Penghancuran dimulai pada 21 April 1926 oleh pasukan Wahabi yang menamakan diri sebagai “Ikhwan” (saudara). Destruksi ini begitu ganas: dari nisan yang kecil sampai cungkup makam dirubuhkan tanpa sisa. Pasukan yang terlibat dalam penghancuran menerima upah yang besar dari Abdul Aziz.
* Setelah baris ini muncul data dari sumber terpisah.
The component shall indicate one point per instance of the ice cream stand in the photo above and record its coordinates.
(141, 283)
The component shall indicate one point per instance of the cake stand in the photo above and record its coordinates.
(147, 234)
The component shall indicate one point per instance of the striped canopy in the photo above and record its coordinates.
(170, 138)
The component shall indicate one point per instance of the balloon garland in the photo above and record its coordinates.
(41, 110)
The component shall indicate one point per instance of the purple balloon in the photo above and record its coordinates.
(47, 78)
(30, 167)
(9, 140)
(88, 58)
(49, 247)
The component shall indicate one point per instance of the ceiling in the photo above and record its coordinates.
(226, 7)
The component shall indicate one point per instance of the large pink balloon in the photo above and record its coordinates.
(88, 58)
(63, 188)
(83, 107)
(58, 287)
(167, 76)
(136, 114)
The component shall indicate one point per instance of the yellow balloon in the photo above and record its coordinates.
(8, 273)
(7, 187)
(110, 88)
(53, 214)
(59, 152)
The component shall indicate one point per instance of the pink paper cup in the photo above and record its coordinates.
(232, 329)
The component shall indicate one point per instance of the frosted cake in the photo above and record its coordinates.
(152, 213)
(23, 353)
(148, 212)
Makam orang-orang terdekat Nabi yang dihancurkan antara lain Abdullah (bapak), Aminah (ibu), Abbas dan Hamzah bin Abdul Mutalib (paman), Ibrahim (anak), dan Usman bin Affan (sahabat). Diperkirakan, lebih dari 7.000 makam keluarga dan sahabat Nabi lain luluh lantak dalam hitungan hari.
Seperti dikutip dalam Encyclopedia Islamica terbitan Brill (2016), Eldon Rutter, mualaf asal Inggris yang mengunjungi al-Ma’la pada 1926, mendeskripsikan kerusakan tersebut dalam gambaran yang mirip suasana pasca-gempa bumi:
“Semua yang ada di pemakaman tak terlihat seperti apa pun kecuali gundukan tanah dan kerikil yang tak berhingga, potongan kayu, batangan besi, bongkahan batu, marmer dan batu bata yang hancur, berserakan di mana-mana.”
Meski protes terdengar dari mana-mana, rezim Wahabi seakan-akan menutup telinga. Hingga saat ini, penghancuran situs dan makam bersejarah masih berlangsung. Tapi di balik motif agama, ada motif lain yang lebih utama: uang.
Redaksi Tirto pernah menurunkan wawancara dengan Irfan al-Alawi, peneliti dari Islamic Heritage Research Foundation, soal perusakan situs-situs bersejarah di Arab Saudi. Ia mengkritik pembangunan hotel dan mal di sekitar tempat-tempat suci umat Islam.
Katanya: “Mereka (pemerintah Saudi) tahu akan mendapatkan uang yang lebih banyak karena banyak orang yang ingin melihat Ka’bah atau Masjid Nabawi dari kamar hotel. Banyak orang dari Afrika Selatan, atau orang kaya dari Qatar, Bahrain, Dubai, akan sengaja datang dan rela membayar untuk fasilitas ini.”
Al-Baqi dan Al-Ma’la menjadi saksi bisu bagaimana Bani Saud dan para pengikutnya menghancurkan warisan nenek moyang mereka sendiri.